NEW YORK -- The Phillies decided to make Tuesday night against the Yankees a bullpen game, partly because left-hander Ranger Suárez is on the injured list due to tenderness in his left forearm.
“It’s good to get our first win, [but] it’s just one win,” Phillies manager Rob Thomson said. “We have another game tomorrow. We have a tough pitcher we have to face [in Gerrit Cole].”
Strahm made his first start since Aug. 17, 2021, when he was with the Padres, and was almost unhittable. The southpaw pitched four scoreless innings, allowing one hit and striking out three batters. Strahm retired the first eight hitters he faced before allowing a single to Anthony Volpe in the third inning. After that, Strahm retired four out of the next five hitters before leaving the game.
“Any time you are scoreless in an outing, you are obviously happy with it,” Strahm said.
Strahm was still going strong after throwing 61 pitches. In fact, Thomson was going to let Strahm go back out to the mound for the fifth inning, but he thought the top of the inning went too long as the Phillies scored two runs and New York made a pitching change. So Thomson decided to take Strahm out and go with right-hander Andrew Bellatti.
“I thought he threw the ball great. The slider was good. Fastball had movement, was effective,” Thomson said of Strahm. “He pitched up in the zone. A lot of swings and misses. But the entire bullpen was really good.”
Yankees manager Aaron Boone was also impressed with what he saw from Strahm.

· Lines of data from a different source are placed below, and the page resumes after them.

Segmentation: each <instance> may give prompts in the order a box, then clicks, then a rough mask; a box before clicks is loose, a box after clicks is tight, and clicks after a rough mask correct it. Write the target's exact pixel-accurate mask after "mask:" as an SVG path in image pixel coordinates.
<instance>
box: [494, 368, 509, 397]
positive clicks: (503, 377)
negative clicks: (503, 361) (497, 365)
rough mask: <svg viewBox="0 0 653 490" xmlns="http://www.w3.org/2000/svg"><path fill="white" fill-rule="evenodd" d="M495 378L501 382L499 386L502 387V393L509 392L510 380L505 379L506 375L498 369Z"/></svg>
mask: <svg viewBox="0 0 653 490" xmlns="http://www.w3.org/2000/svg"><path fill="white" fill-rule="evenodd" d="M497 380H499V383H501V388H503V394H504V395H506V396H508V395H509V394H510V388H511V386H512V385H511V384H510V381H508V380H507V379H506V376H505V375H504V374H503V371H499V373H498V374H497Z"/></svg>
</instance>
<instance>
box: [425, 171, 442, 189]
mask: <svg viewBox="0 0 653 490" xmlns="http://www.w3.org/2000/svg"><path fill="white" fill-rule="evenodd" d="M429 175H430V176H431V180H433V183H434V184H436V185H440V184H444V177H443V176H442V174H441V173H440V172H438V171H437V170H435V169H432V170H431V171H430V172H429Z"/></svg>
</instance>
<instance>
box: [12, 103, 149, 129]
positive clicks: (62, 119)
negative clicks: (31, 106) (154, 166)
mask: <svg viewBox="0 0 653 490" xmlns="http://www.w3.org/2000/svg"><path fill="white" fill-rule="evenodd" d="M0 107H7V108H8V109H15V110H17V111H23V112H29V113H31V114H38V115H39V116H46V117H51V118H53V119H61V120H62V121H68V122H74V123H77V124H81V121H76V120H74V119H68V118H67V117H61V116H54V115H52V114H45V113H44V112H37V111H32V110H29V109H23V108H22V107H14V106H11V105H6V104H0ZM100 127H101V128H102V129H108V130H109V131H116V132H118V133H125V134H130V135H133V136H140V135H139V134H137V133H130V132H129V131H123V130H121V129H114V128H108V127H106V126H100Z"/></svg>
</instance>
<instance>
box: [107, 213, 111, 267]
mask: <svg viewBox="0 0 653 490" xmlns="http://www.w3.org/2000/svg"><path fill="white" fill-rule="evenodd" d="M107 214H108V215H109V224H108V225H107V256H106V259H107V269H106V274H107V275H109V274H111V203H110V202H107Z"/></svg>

"I thought he had a presence on the inner half with us,” Boone said. “He's got that ride on his fastball. So he was working it well up above the belt and then also spinning it down in the zone. So we had a couple of different things to cover.

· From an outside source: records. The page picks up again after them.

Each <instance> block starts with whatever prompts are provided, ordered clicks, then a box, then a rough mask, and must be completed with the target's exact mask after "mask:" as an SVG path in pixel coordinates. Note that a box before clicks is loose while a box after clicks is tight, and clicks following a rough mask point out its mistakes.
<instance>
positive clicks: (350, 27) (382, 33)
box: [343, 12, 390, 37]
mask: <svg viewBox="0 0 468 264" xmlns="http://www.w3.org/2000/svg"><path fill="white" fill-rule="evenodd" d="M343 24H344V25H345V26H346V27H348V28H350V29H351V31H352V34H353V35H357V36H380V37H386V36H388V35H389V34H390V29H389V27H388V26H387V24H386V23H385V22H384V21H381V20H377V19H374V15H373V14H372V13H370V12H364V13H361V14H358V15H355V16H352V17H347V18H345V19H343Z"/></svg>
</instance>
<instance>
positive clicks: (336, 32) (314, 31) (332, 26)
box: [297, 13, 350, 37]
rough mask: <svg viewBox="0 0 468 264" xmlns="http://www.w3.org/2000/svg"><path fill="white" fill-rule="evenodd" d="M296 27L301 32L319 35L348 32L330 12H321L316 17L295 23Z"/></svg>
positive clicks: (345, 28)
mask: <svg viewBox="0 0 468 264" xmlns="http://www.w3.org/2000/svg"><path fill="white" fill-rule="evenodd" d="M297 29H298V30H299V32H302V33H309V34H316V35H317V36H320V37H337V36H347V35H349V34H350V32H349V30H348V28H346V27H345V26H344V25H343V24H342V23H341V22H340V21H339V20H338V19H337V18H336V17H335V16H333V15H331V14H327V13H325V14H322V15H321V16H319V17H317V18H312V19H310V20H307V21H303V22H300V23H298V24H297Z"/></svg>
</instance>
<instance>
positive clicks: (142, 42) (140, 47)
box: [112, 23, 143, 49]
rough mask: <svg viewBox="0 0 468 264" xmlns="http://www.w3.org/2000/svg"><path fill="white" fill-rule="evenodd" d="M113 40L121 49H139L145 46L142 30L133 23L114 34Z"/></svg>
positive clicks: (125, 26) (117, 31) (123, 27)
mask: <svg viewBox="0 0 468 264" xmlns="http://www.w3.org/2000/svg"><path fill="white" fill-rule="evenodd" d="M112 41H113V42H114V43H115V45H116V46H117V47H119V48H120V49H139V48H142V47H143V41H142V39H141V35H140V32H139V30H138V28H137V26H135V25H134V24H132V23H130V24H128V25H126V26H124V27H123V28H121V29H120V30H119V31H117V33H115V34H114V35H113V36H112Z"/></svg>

“And I think his fastball was really playing a little bit more. Our good swings on it, we were fouling some pitches off or just missing some balls. And I think that was … some of the life he had."

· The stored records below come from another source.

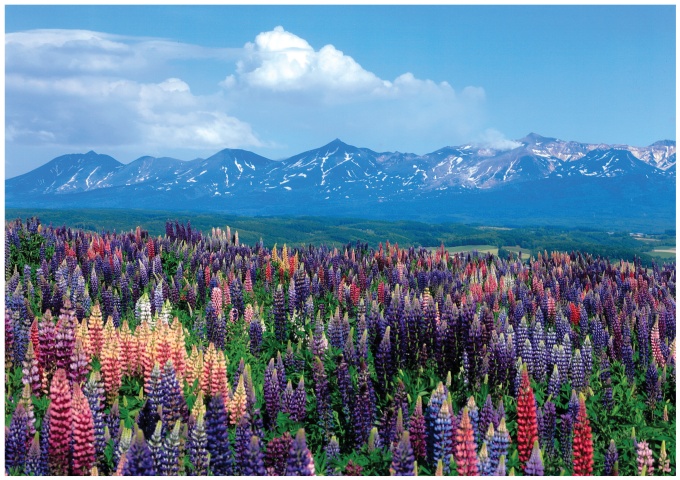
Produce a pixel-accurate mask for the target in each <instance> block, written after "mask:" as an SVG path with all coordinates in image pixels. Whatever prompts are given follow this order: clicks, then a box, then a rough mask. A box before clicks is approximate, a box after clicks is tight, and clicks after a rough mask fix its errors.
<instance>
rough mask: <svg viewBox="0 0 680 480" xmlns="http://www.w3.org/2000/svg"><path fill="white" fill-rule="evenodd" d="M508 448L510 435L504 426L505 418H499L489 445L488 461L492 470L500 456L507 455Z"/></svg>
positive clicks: (504, 426)
mask: <svg viewBox="0 0 680 480" xmlns="http://www.w3.org/2000/svg"><path fill="white" fill-rule="evenodd" d="M509 447H510V434H509V433H508V429H507V427H506V426H505V416H503V417H502V418H501V421H500V423H499V424H498V428H497V429H495V430H494V433H493V437H492V440H491V443H490V444H489V459H490V461H491V466H492V468H493V467H495V466H497V465H498V462H499V461H500V458H501V457H502V456H506V457H507V455H508V448H509Z"/></svg>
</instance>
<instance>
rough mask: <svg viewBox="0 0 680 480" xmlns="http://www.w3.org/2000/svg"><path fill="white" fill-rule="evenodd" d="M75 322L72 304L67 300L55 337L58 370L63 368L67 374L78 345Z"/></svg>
mask: <svg viewBox="0 0 680 480" xmlns="http://www.w3.org/2000/svg"><path fill="white" fill-rule="evenodd" d="M75 322H76V319H75V315H74V312H73V310H72V309H71V302H70V301H69V300H68V299H67V300H66V302H65V304H64V308H62V309H61V314H60V315H59V322H58V323H57V332H56V336H55V357H56V362H57V368H63V369H64V371H66V372H69V371H70V366H71V355H73V349H74V347H75V344H76V337H75Z"/></svg>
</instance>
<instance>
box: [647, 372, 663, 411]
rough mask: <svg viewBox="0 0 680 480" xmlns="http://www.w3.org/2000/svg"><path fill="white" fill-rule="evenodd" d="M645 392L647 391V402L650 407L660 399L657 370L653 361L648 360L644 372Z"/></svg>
mask: <svg viewBox="0 0 680 480" xmlns="http://www.w3.org/2000/svg"><path fill="white" fill-rule="evenodd" d="M645 392H646V393H647V404H648V405H650V406H651V407H652V408H654V406H655V405H656V402H657V401H658V400H660V399H661V389H660V385H659V371H658V370H657V368H656V364H655V363H654V362H650V363H649V366H648V367H647V373H646V374H645Z"/></svg>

Look for Strahm to stay in the Phillies’ rotation after his outing Tuesday. According to Thomson, the lefty will throw 75-80 pitches in his next start.
“We’ll treat him as a starter. He will not pitch out of the bullpen between starts,” the skipper said.
While Strahm has primarily appeared out of the bullpen during his eight years in the big leagues, he doesn’t consider himself to be solely a reliever.
“I refuse to call myself a reliever or a starter. I’m just a pitcher,” Strahm said. “Whatever they need, whenever they need it, I will do it.”
“Kimbrel bent, but he didn’t break,” Thomson said. “The job that Alvarado, Bellatti and Brogdon did, it was just phenomenal.”
The Phillies had timely hits against Yankees right-hander Domingo Germán, who allowed four runs in 4 2/3 innings. Philadelphia took the lead in the first inning when Kyle Schwarber hit a mammoth home run over the right-field wall to give the team a 1-0 lead; it traveled 415 feet at an exit velocity of 104.4 mph, according to Statcast. It was also the 200th homer of the left-handed-hitting slugger’s career.
“It feels good. I think the biggest thing is being able to start up with the lead,” Schwarber said. “The personal accomplishments will come after I’m done playing. Cool stat, cool thing. But I’m happy about the win.
“I think the biggest thing was to get the lead, and Strahmmy pitched his butt off. He hasn’t had the chance to build up, [but] he goes out there and goes four strong and the bullpen comes in and does its thing.”
Two innings later, Brandon Marsh slugged a home run into the Yankees’ bullpen to make it a two-run game. The final two runs were charged to Germán in the fifth inning, when reliever Michael King allowed RBI singles to Trea Turner and Schwarber.
“It was a good all-around game. Hats off to Strahm and the whole entire bullpen,” Marsh said. “We were supposed to come out on top tonight.”